L’eliminazione delle certificazioni uniche per i lavoratori autonomi forfettari manda in tilt accertamenti ed il progetto “precompilata” per i contribuenti a forfait. Senza le certificazioni uniche infatti l’amministrazione finanziaria non ha più a disposizione l’ammontare dei compensi annui percepiti dai forfettari, dato che non si può ricavare attraverso la fatturazione elettronica, strumento applicato per obbligo dallo scorso 1 gennaio a tutti i contribuenti con il regime agevolato, e da cui l’agenzia delle entrate può ottenere il “volume d’affari” ma non il dato necessario per determinare il reddito imponibile. Va specificato che i compensi percepiti e quindi il reddito imponibile sono dati indispensabili sia per emettere le lettere di compliance per segnalare eventuali compensi non dichiarati dai forfettari, sia per sviluppare il progetto di fornire una dichiarazione precompilata anche a queste platea di contribuenti così come è intenzione del legislatore e dell’Agenzia delle entrate. Queste sono alcune delle considerazioni che emergono dalla lettura dell’articolo 3 del dlgs 1/2024 sulla razionalizzazione e semplificazione delle norme in materia di adempimenti tributati.
E’ opportuno preliminarmente evidenziare che il citato articolo 3 ha modificato l’articolo 4 del dpr 322/1998, che disciplina gli obblighi di certificazione da parte dei sostituti di imposta, inserendo il comma 6-septies secondo cui, a decorrere dall’anno d’imposta 2024, i soggetti vincolati ad operare ritenute alla fonte e che corrispondono compensi, comunque denominati, ai contribuenti che applicano il regime forfettario (ex art. 1 commi da 54 a 89 della legge 190/2014) sono esonerati dall’impegno di predisposizione, consegna al fornitore e trasmissione all’agenzia delle entrate, della certificazione unica per i compensi ad essi corrisposti.

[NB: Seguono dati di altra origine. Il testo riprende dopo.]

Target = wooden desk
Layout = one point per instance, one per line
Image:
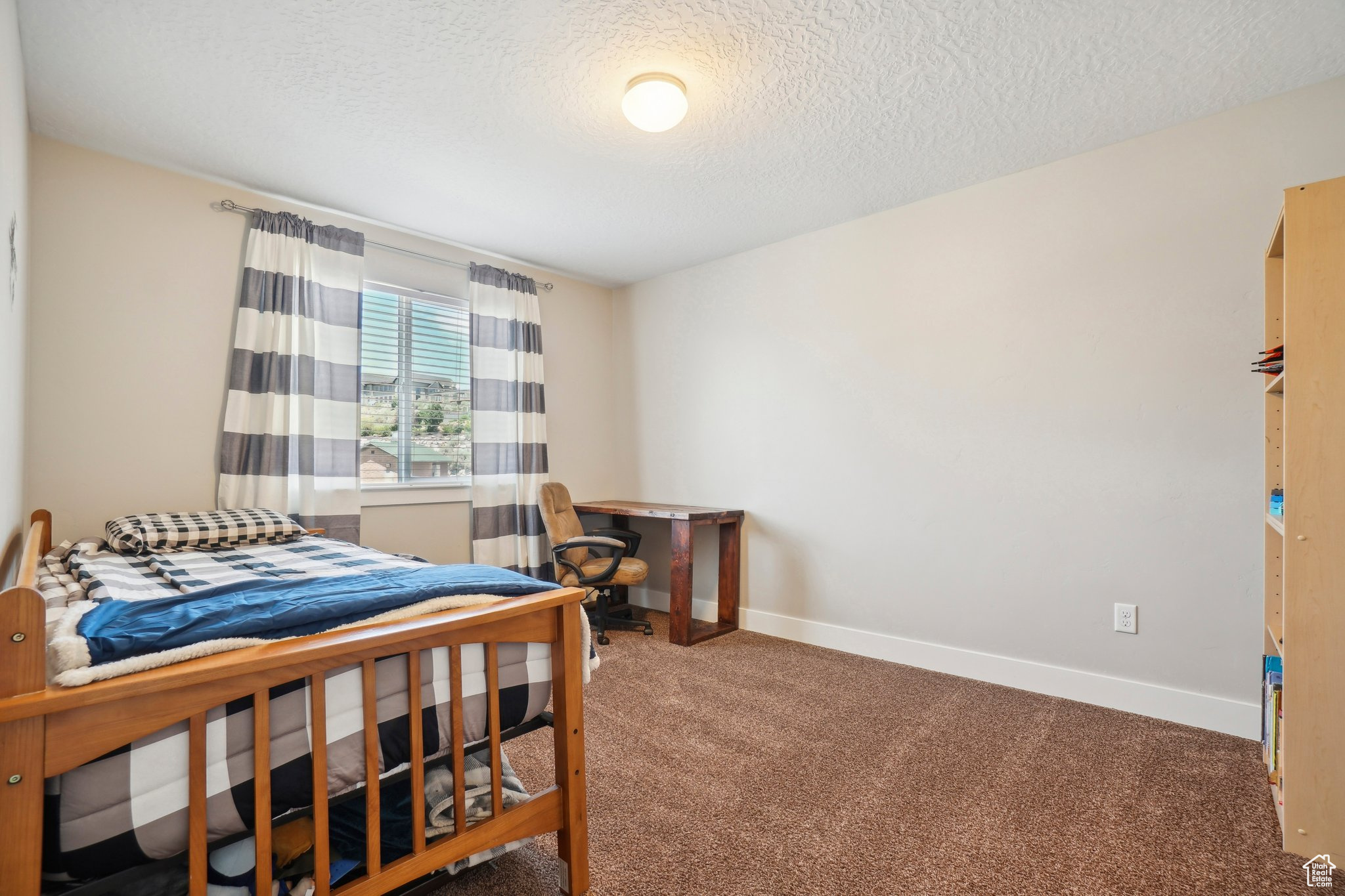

Come indicato nella relazione illustrativa allegata al decreto legislativo, l’esonero trova ragione nella circostanza che, a decorrere dalle operazioni effettuate dal 1° gennaio 2024, tutti i soggetti che aderiscono al regime forfettario sono tenuti ad assolvere gli obblighi di fatturazione elettronica e trasmissione telematica delle fatture o dei relativi dati, così come previsto dall’articolo 1 del decreto legislativo 5 agosto 2015, n. 127.
Dalla fatturazione elettronica però non è possibile (sempre) ricavare le informazioni reddituali dei contribuenti poiché nella pratica sono molteplici i casi di non allineamento all’interno delle stessa annualità tra emissione del documento fiscale, la fatture, da parte dei forfettari ed il pagamento della stesse da parte dei contribuenti.
Caso classico sono le fatture emesse a fine anno e pagate nell’annualità successiva (e tassate per cassa in quest’ultima annualità e non in quella di emissione) ma sono comuni i casi di emissione dei documenti fiscali (ora elettronici per i forfettari) pagati in una annualità successive oppure pagati parzialmente nell’annualità di emissione e parzialmente in uno o più annualità successiva.
Dunque, essendo il momento del pagamento quello che rileva ai fini dell’identificazione del reddito da tassare, senza le certificazioni uniche l’agenzia delle entrate non è più in grado di emettere compliance reddituali che siano effettivamente precise. Stessa sorte toccherà anche al progetto precompilata poiché l’agenzia delle entrate sarà in grado di inserire in una ipotetica dichiarazione automatizzata per i forfettari il dato del loro fatturato attuale e non quello corretto dei compensi effettivamente percepiti e comunicati da ogni sostituto d’imposta.